Campus: Seattle University

4. Debriefing Weekly Quizzes

Educator: Greg Mason, Associate Professor of Mechanical Engineering and PACCAR Chair
Context: In-class; Control Systems MEGR 4380
Keywords: quizzes, class discussion
Student Activity Time: 15 minutes

Students immediately reflected on the difficult concepts included on their weekly quizzes.

Introducing the Reflection Activity

Oftentimes, homework assignments are a difficult way for students to demonstrate their knowledge, and can be time consuming for instructors to grade. In order to encourage students to use homework assignments as an opportunity to study instead of focusing on earning a grade, an educator offered weekly quizzes. Immediately after the short quizzes are completed in class, the educator facilitates a debriefing conversation. The purpose of this activity is to help students to identify challenging concepts immediately after completing a quiz and to support students’ accountability of the course content in a consistent and meaningful way.

At the beginning of the term, the educator explained the weekly quizzes, schedule, topics, and the contributions to the final course grading structure. The educator also set the expectation that students offer some answer in the debriefing process after each quiz is completed. After students took the quiz, the educator moderated a reflective conversation with students. To make the discussion interactive, the educator selected one student to explain the first step to solve the problem. If the student knew the first steps, the educator moved on to another student for the next step. If a student was unsure of the next step, the educator asked the student to describe a previous step. As the entire problem is worked by a sampling of the class, students have an opportunity to reflect, and make connections and meaning of the material on the quiz.

As a result of the weekly quiz debrief, students report increased motivation to stay on track with assignments and reading anticipation of the quiz and the possibility of being called on during the debrief conversation. Students also report increased efficiency in their preparation for class, as achieving a grade for the homework is no longer the top priority. Students also collaborated in class to help each other solve the quiz problems or difficult concepts in the class discussion period.

 Recreating the Reflection Activity

Step Description
1 Provide students with a schedule of weekly quizzes and topics.
2 Administer the quiz to students and collect the quiz.
3 Offer the students 1-2 minutes to reflect on the topics that they got stuck on during the quiz.
4 Re-teach and discuss the parts of the quiz that are difficult.
5 Open the classroom for discussion of difficult parts of the quiz.
In the words of the Educator: Tips and Inspiration

Prepare students for the quiz. Right before every quiz I give students a chance to relax. Giving students a post it note to write down how they feel can help them relax. For the last ten years, I’ve always read a poem before the quiz. I say, “Here’s your 30 seconds of peace and quiet, you don’t have to listen to a word I’m saying, but it’s your chance to settle down.” Students have commented that they like it because it helps them clear their heads before the quiz. Giving them time to stop and not think is just as important as stopping and giving them a chance to think. It also really helps the students feel more comfortable, so that the atmosphere is helpful for the reflection after the quiz. 
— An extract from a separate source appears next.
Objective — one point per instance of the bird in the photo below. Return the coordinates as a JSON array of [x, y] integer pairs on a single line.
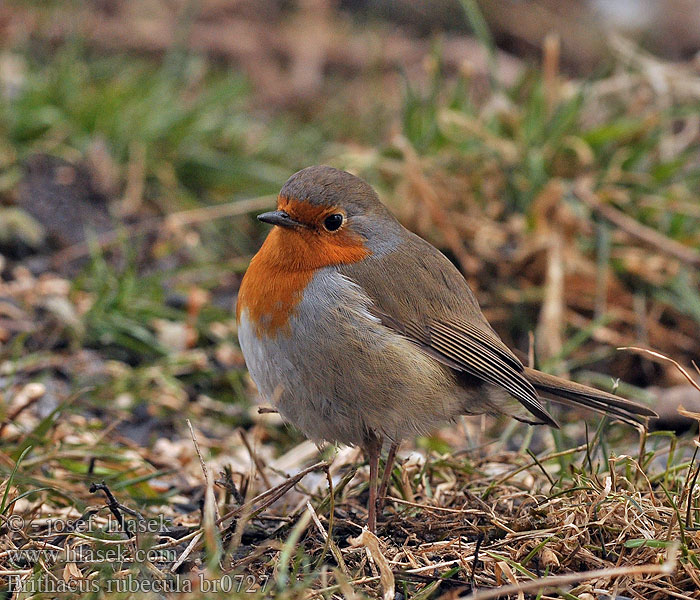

Make the discussion count. Doing the discussion right after the quiz makes a big difference. Students generally remember what they just wrote down, what they were confused or stuck on, and having a discussion about the problem right away helps to alleviate some of the stress of thinking about the quiz and ignoring the rest of class. A lot of the feedback I get from students, either in person or on the evaluations, say that the activity, taking a quiz and immediately debriefing, helps to keep them on track with the material. I keep the discussion short, 15 minutes or so, but they have a chance to talk to a neighbor, or think about what they did or didn’t do on the quiz. The small part of their final grade also helps to offset the midterm and the final.

What was the inspiration for the reflection activity? As an instructor, you spend a lot of time grading a test and honestly, who cares? We need to give students their grades based on something, but test scores aren’t always the best way to do that. Homework falls short too, because they can do homework together, or simply copy the solutions and it’s not an indication of whether they know the material or not.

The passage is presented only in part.